Back inside his house, Adugalski looks fondly out his kitchen window, letting his eyes linger on some birds that have wandered outside in what has now become a heavy snow flurry. "Look!" he says. "There are my pigeons! That is what a man likes best -- to look out his window, any window, and see his pigeons."


The phone rings and I pick it up. "Hello," a familiar voice says. "This is Bill 'Pigeon' Owens. And it's true -- I was quite a fancier in my day."

The governor's day turns out to be a period of time that is not so recent. "When I was in about third grade, a gentleman down by our shopping center, a friend of me and my friend's families, got us interested in pigeons," he recalls. His interest grew until he had about forty birds stashed in a loft outside his sister's bedroom window. "I don't know if she's forgiven me for that."

The Fort Worth pigeon club to which Owens belonged met on Friday nights, when members would bring their birds and prepare them for the Saturday race. The pigeons were placed on a Railway Express train and taken 150 miles or so out onto the Texas plains. There the stationmaster would release them all at once, and they'd race home.

Owens says his hobby was a valuable preparation for life, teaching him about responsibility by having to care for the birds, and (note to current death-row inmates) "how to make tough decisions, if you had an injured or sick bird." Still, by the time he entered middle school, Owens says, he found himself favoring other hobbies over his birds. "When I got old enough for girls, I ditched pigeons."

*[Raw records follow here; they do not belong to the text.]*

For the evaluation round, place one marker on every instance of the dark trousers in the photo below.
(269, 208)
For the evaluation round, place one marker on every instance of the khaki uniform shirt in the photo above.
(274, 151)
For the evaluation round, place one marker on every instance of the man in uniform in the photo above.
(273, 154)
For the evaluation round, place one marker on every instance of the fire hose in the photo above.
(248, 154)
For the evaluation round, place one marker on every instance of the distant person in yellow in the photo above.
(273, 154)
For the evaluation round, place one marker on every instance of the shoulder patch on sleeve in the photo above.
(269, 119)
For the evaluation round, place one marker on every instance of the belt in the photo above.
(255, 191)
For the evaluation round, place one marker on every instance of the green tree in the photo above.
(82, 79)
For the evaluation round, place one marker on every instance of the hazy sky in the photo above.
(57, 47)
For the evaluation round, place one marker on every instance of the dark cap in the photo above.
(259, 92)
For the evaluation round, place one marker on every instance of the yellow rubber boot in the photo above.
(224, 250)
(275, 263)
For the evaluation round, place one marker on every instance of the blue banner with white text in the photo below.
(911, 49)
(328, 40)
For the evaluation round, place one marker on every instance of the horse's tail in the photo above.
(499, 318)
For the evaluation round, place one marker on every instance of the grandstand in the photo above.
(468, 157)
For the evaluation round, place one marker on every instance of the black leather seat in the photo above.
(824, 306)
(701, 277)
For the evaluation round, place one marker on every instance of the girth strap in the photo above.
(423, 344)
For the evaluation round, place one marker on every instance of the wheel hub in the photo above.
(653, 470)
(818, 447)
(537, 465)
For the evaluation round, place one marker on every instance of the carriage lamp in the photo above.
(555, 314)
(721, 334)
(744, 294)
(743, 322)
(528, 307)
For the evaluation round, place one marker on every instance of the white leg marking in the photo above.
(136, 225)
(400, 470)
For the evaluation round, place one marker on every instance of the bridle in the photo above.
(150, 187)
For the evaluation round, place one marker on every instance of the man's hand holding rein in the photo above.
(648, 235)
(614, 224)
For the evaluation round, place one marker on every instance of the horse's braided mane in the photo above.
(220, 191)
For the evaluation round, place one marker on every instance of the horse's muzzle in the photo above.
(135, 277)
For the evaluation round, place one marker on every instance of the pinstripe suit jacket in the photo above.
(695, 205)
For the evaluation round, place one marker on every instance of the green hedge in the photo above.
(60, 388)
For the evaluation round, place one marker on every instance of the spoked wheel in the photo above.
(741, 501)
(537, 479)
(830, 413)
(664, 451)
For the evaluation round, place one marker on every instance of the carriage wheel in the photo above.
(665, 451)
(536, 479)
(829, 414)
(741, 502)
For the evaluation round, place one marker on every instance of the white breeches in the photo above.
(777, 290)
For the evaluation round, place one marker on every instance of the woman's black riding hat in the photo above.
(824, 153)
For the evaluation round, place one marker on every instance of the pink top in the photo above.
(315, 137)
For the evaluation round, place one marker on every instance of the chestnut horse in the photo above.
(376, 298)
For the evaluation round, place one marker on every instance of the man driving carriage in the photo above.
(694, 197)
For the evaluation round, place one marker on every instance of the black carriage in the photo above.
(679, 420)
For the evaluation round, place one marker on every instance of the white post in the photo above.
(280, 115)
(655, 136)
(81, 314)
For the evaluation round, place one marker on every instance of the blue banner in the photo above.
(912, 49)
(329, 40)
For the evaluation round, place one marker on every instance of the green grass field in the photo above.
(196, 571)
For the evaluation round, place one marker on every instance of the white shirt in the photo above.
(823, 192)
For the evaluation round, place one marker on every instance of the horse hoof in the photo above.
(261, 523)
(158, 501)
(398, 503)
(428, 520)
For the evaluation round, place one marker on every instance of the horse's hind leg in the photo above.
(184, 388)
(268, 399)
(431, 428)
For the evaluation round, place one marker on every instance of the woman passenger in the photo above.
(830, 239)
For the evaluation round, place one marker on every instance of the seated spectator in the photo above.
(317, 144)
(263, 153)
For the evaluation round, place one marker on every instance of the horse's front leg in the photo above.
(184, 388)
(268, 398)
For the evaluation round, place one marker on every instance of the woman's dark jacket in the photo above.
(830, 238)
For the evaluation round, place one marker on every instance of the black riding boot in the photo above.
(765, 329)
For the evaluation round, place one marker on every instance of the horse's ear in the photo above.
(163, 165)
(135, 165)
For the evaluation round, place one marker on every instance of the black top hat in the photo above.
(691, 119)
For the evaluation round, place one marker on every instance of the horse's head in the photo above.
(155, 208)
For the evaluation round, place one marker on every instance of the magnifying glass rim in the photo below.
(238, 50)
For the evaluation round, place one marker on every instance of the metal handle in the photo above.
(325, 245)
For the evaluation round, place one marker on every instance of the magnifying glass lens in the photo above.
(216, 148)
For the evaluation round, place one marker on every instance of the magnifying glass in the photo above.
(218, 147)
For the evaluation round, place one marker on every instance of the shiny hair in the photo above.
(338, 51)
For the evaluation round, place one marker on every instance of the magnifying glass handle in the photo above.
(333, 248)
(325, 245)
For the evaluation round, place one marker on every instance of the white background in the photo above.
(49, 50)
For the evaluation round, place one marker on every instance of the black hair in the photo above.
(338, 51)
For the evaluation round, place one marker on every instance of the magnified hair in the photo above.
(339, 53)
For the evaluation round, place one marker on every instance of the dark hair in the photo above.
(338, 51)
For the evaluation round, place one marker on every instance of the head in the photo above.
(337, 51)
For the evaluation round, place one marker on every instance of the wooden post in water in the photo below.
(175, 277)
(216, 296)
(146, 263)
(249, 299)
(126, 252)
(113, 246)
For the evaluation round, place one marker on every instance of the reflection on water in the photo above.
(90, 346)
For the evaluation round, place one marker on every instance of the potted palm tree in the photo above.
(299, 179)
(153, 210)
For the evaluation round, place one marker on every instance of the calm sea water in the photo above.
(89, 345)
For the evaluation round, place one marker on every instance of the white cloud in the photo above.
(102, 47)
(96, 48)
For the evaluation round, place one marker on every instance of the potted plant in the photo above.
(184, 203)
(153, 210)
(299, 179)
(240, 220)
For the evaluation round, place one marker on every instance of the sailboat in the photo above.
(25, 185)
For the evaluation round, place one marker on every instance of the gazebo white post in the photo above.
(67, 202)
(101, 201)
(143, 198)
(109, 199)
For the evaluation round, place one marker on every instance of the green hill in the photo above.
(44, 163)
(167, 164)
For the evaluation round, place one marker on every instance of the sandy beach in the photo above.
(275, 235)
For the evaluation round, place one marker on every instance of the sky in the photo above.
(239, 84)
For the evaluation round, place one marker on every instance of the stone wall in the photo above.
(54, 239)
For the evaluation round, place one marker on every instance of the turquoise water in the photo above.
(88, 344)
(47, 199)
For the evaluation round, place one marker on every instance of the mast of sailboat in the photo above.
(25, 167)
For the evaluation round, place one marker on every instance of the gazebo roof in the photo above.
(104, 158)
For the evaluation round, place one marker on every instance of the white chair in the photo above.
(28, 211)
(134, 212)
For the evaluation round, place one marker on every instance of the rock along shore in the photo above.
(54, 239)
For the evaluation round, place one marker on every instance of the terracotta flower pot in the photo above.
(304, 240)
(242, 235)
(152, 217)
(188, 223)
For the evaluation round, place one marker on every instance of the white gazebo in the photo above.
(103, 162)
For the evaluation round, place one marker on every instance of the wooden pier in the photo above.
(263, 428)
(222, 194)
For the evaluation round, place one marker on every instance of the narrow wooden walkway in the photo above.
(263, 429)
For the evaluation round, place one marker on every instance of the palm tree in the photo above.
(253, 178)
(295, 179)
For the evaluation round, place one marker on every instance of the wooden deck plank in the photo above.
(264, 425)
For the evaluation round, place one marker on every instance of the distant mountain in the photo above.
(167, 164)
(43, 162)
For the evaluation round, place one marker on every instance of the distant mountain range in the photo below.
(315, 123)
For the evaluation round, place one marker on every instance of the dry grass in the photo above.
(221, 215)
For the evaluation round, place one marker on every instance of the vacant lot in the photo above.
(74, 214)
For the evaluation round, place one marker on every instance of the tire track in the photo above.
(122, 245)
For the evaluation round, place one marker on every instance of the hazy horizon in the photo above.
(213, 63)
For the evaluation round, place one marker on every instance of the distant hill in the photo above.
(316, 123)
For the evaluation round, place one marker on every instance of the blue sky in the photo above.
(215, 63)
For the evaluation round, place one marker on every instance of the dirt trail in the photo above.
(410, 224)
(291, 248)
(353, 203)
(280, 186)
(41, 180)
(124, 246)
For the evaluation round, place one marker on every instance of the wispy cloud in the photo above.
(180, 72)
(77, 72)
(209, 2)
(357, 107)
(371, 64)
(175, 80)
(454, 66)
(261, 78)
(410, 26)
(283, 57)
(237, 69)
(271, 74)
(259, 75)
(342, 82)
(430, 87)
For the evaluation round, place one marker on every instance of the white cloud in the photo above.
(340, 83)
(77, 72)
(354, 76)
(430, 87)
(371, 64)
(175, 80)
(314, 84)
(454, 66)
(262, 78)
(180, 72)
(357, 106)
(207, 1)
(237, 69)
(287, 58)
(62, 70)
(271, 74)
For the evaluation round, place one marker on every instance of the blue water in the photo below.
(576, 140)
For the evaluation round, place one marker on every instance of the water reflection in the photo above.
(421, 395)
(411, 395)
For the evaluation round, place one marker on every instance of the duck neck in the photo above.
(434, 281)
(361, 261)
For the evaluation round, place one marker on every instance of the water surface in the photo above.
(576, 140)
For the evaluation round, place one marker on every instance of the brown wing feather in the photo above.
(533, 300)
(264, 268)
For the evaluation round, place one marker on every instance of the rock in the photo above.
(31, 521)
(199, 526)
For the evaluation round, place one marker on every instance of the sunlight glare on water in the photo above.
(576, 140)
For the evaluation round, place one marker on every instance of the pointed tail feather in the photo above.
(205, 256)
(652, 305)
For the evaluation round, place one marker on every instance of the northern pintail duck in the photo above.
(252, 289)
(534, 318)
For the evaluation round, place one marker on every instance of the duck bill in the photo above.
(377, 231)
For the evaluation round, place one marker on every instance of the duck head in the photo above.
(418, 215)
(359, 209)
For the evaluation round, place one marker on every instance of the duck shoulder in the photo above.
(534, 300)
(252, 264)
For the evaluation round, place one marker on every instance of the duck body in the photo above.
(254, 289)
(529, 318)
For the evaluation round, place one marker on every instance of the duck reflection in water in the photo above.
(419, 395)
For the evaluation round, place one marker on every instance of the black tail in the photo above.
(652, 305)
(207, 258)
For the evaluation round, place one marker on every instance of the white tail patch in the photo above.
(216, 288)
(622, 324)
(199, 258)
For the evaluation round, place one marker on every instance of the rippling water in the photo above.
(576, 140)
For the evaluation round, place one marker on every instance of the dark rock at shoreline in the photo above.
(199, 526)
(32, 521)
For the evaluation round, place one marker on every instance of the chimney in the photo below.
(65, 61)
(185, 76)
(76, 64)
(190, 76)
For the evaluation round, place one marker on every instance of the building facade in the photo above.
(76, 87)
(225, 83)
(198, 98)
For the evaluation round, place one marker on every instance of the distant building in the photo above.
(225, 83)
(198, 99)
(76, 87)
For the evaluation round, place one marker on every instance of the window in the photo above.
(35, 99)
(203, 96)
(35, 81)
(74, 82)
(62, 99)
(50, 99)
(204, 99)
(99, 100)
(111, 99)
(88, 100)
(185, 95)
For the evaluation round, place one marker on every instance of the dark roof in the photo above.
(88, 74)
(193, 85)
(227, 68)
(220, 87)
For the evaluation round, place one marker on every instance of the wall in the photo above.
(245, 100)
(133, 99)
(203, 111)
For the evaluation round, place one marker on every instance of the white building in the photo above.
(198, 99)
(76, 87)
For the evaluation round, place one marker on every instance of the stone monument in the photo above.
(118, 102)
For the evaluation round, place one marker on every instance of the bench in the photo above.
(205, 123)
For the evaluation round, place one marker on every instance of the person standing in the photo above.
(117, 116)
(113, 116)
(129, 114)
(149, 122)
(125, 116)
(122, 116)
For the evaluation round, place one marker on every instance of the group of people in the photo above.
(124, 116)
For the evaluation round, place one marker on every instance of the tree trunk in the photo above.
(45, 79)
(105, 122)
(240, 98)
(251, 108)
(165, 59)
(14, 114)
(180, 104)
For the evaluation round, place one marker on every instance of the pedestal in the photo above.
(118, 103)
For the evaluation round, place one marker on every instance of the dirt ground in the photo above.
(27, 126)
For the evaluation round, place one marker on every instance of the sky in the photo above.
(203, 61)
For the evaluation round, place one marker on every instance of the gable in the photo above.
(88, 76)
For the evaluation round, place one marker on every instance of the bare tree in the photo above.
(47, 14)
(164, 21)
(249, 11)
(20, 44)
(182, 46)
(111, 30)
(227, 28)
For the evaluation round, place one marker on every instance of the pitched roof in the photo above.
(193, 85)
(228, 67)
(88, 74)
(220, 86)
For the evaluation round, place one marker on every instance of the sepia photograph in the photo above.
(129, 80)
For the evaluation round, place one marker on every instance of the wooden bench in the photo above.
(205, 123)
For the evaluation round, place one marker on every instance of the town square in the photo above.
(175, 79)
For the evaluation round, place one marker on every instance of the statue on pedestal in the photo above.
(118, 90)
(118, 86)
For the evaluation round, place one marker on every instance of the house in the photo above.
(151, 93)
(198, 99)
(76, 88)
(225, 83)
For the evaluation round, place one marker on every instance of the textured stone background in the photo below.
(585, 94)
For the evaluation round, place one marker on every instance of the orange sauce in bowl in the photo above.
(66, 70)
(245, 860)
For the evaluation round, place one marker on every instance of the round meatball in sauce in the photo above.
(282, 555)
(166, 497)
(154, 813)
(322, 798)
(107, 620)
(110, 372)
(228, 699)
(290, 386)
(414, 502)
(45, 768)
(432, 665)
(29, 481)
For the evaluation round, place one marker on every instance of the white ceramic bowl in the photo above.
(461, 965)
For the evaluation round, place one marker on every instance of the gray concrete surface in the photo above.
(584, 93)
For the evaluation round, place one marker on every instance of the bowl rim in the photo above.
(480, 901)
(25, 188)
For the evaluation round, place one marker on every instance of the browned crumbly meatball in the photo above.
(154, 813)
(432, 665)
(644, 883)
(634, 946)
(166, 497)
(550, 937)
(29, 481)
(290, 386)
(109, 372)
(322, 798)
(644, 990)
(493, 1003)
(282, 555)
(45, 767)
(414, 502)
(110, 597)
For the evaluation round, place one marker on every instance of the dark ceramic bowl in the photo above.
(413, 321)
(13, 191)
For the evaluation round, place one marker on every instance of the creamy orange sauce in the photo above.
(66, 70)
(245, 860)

Although Owens claims he now has no time or inclination to return to the hobby, he adds that "occasionally I'll see a flock of pigeons and wonder where they're going." And last year, just before the governor's widowed mother sold the old family home, Owens visited the place for one last look around. Even though three decades had passed, he still could see where his old loft had stood. The recollection of his beloved birds brought the governor to a realization.

"It turns out that six to eight years of pigeon droppings can do permanent damage to a lawn," he says.


Last spring, Adugalski returned to Sosnowka. It was the first time he'd been back since the day he left Poland nearly two decades ago. He brought a camera with him, and as he walked through his village, he snapped hundreds of pictures -- of every corner, every building in the town, and from every angle, as if trying to re-create a three-dimensional place in only two dimensions. He put them in a small album. "This," he says, "is my memory," and he opens it.

His first stop upon arriving in Sosnowka was his father's grave. "He drank too much alcohol, got sick," he says. The memories continued:

"Here is the church. The graves where we used to start fires when I was five. Here is the grocery market where everyone goes every day -- look and see how all the homes are now falling apart?"

"Here, this corner: Every day, every day, twenty, thirty kids would come: 'What are we going to do? Let's go to the orchard, steal some fruit!' Or, 'Do we have 22 guys? Let's play soccer...'"

"Here is where a friend of mine lived. He died of alcohol, too."

"Here is where I went to school, from seven years old to fifteen years old. One year I had to repeat."

"Here is the stream we used to go catch trout, by hand."

"Here is my house. And there, behind it, in the field, that's where we used to play Indians and cowboys; everyone had a slingshot."

"Everywhere you look, every street, I walked millions of times."

He points to small buildings along the route, usually behind a house. "There were pigeons here, pigeons here, everywhere pigeons. And here! Here! See this little house? This is where we kept our pigeons."

The prize money for winning big-time bird races is nice, and triumphing against the wealthy poseurs who enter 150 birds each race is particularly fun -- "The rich pigeon fucks, they just go and buy the most expensive pigeons," Adugalski sneers. "They don't breed. They just buy. And I still beat them."

But, he adds, that's not the best part of pigeon racing. Not at all. The best part is simply looking up to the sky and watching as the birds arrive, home at last after a long journey. "You see how they come," he says, "so sure of themselves, so strong, so confident. So happy they are home."